119  

Глава 28

На Ясенево опустилась тьма.

Никто толком не понимал, что происходит. Знали, что в оранжерее встретились три человека, после чего один из них оказался убит, другой – тяжело ранен, а третья, едва добравшись до своей комнаты, заперлась и отказалась отвечать на какие бы то ни было вопросы. Знали, что первый и второй не так давно дрались на дуэли, знали, что в тот же день не то из Москвы, не то из Петербурга в Ясенево спешно примчался следователь, пользующийся особым расположением самого князя К. Знали, что дело пахнет крупным скандалом, – ведь убитый был аристократом и принадлежал к одной из самых влиятельных семей империи. И все томились, ожидая чего-то крупного, угрожающего и невероятного.

Едва ли не больше всех томился, страдал и паниковал почтенный Иван Петрович Орлов, так что его дочери пришлось выслушать немало нелицеприятных слов по поводу их гостьи. Он кричал, что Амалия принесла в их дом несчастье, что они скоро разорятся и пойдут по миру, что никто не пожелает с ними знаться, они погибнут окончательно и бесповоротно, а Муся из-за этой истории никогда не найдет себе жениха. После чего Орлов обыкновенно падал в кресло, опрокидывал рюмочку коньяка или английской горькой, хватался за сердце и сетовал на жизнь, которая поставила его в такое немыслимое, нелепое и дикое положение.

Но прошел день, затем другой, а никакого скандала не было видно, словно убит был не князь и кавалергард, а какой-нибудь, прости господи, булочник. В доме сновали посторонние люди – чиновник особых поручений, присланный тверским губернатором, человек, прибывший от самого князя К., какие-то врачи, которые пытались спасти жизнь Евгению Полонскому, лежавшему при смерти, но все было тихо и пристойно. И когда прибывший на место фон Борна новый следователь Заболотин заикнулся о том, что неплохо было бы разобраться в том, что же, собственно, произошло в оранжерее, ему недвусмысленно дали понять, что его это не касается. Орлов решил, всем должен заняться Зимородков, с которым тверской чиновник и посланец князя К. обращались чрезвычайно уважительно, и воспрянул духом. Он перестал бранить дочь, объявил Сашу своим благодетелем и только по старой памяти продолжал пить коньяк.
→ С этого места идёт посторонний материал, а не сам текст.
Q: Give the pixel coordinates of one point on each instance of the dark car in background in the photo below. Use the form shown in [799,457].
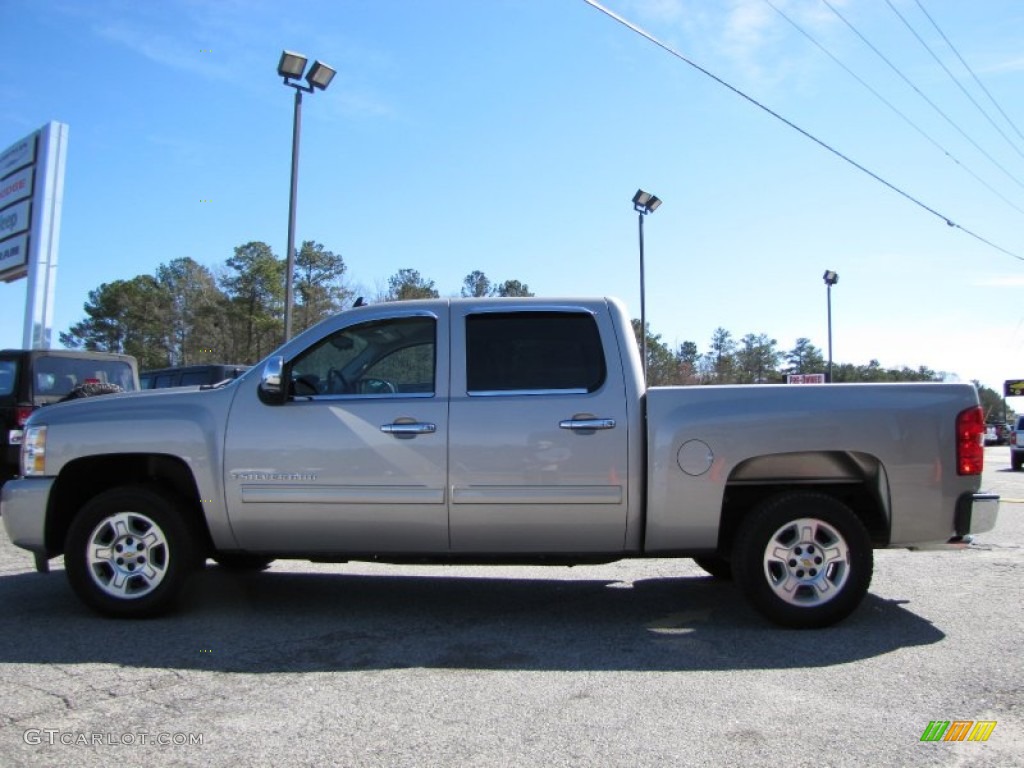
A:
[33,378]
[189,376]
Итак, Орлов почти успокоился, чего отнюдь нельзя было сказать о его дочери. Муся извелась, пытаясь найти хоть какое-нибудь рациональное объяснение происшедшему. В конце концов она решила, что Евгений из ревности убил Ореста, после чего Амалия в отместку выстрелила в него. Если все так, то понятно, по крайней мере, отчего Амалия теперь сидела в своей комнате и не хотела никого видеть, а кроме того, делались понятными те усилия, которые предпринимали власти, чтобы замять случившуюся некрасивую историю. Муся очень хотела выразить подруге свое сочувствие, но не знала, как это сделать. Наконец, набравшись смелости, она все-таки решилась постучаться к Амалии. Открыла Даша, у которой были заплаканные глаза.

– Я могу поговорить с ней? – шепотом спросила Муся.

Даша заколебалась.

– Попробуйте, – тоже шепотом ответила она. – Только не упоминайте о том, что произошло… там. Она сразу же начинает кричать и гонит прочь.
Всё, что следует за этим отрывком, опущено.